Why I like teaching Intro Classes

Posted by on December 12, 2012 in Blog | 0 comments

My teaching specialty over the 11 or so years I’ve been involved in aerial has become teaching beginners, and I really love it. It takes a special type of skill and patience to teach an absolute beginner once you’ve been doing something for a while, and while I might not have guessed it would appeal to me so much, it does.

One of the many reasons I like teaching newbies is dispelling some of the myths about doing aerial work. They include the following:

  • You have to start when you’re a child
  • You have to be a gymnast/acrobat/dancer/tumbler first
  • You have to be ultra flexible
  • You have to be ultra strong

I started doing aerial work when I was 21 years old, with no real plan for what I might do with it and having absolutely no movement background. In fact, my adolescence was about the least healthy I’ve come across in those I’ve met and talked with over the years, and at the time I spent 90% of my life sitting in front of a TV or a computer.

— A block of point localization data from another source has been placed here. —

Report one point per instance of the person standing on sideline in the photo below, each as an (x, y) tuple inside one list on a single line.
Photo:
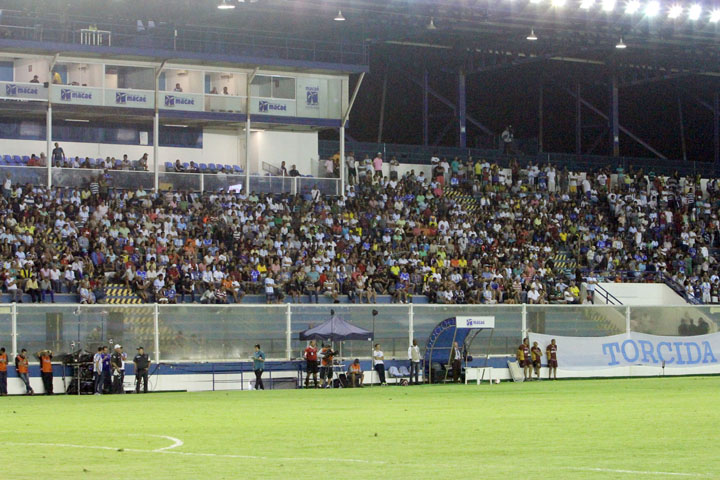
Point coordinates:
[(21, 367), (142, 365), (414, 357), (379, 363), (3, 372), (536, 354), (117, 362), (97, 371), (45, 357), (456, 362), (258, 366), (551, 352), (310, 356), (523, 357)]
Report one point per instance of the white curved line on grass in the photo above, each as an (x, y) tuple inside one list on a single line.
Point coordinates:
[(638, 472), (194, 454)]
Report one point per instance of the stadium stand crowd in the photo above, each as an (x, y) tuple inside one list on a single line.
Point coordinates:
[(473, 233)]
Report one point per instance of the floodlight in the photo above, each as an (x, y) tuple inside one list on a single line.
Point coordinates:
[(652, 9), (608, 5), (675, 11), (632, 7), (695, 11)]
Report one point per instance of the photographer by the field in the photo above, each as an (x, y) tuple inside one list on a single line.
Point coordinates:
[(326, 365)]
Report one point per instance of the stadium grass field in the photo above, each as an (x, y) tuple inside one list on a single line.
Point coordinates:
[(619, 428)]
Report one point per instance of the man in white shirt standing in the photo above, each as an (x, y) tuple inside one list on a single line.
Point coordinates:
[(97, 371), (379, 363), (414, 357)]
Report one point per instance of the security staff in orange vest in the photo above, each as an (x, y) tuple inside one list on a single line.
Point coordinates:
[(45, 357), (3, 372), (21, 367)]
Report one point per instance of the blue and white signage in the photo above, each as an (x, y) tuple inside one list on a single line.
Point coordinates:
[(182, 101), (584, 353), (475, 322), (23, 91), (273, 106), (76, 95), (130, 98)]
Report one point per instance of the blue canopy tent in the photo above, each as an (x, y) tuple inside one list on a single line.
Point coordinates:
[(439, 345), (336, 330)]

In fact, trying aerial significantly improved, if not flat out saved, my life, and I became hooked. I quit smoking and created a healthier relationship with alcohol. I had finally found a form of exercise I could be creative with, after having found other forms of exercise mind numbingly boring, so I continued to get stronger and improve my stamina. And now I could express myself artistically with movement, which was a huge shift in the quality of my life.

I began performing 3 years later, and teaching shortly after that. I’ve performed for over 1000 people at a local festival, been a part of two theatrical troupes as an aerialist as well as performing many interesting and fun gigs as a duo, as well as having been asked to perform across the country. I’ve been teaching others for years, ranging from teaching beginner and level 1 aerialists to working with fellow teachers and high level students on musicality and choreographing their acts.

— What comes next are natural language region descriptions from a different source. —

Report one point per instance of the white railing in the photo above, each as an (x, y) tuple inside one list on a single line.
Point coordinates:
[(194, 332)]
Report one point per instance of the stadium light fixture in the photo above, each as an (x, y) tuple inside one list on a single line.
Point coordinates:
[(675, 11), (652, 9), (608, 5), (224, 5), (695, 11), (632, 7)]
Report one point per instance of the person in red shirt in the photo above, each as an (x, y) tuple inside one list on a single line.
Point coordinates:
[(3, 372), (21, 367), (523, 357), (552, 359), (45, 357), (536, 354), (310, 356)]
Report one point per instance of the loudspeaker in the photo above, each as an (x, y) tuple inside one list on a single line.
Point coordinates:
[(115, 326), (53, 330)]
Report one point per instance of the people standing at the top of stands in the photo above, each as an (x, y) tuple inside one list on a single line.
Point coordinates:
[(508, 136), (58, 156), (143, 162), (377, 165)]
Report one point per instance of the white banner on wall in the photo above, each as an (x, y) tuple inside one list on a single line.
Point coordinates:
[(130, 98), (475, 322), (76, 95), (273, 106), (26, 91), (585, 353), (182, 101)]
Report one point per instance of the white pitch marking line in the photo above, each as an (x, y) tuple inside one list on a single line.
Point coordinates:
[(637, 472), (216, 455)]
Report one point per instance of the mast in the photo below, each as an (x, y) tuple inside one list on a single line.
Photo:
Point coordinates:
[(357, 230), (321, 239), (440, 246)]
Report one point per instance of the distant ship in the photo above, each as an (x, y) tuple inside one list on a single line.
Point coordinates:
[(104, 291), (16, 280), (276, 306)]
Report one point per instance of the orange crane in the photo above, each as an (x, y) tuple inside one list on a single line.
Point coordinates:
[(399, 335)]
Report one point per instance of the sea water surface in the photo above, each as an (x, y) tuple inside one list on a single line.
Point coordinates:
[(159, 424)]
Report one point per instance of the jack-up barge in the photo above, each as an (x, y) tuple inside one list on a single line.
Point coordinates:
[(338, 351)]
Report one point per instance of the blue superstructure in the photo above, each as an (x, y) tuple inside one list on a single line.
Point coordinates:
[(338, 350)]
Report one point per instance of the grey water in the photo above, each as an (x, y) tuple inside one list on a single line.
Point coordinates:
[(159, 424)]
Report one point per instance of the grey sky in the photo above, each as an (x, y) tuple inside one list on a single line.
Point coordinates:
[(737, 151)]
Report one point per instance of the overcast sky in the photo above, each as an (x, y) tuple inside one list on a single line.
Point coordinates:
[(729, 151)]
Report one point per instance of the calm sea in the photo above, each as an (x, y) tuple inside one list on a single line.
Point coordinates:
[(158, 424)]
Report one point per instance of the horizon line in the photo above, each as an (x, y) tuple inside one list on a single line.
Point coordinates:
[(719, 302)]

I have done all this without a gymnastics or dance background, and without full splits in either direction. In fact, due to the way my hip sockets developed, most people’s straddle splits are wider than mine are. And yet I have enjoyed countless and priceless benefits from doing aerial work, I enjoyed a small but successful career as a performer, and now I get to show new people that aerial can do amazing things for them, too.

I mean, what could be better than that?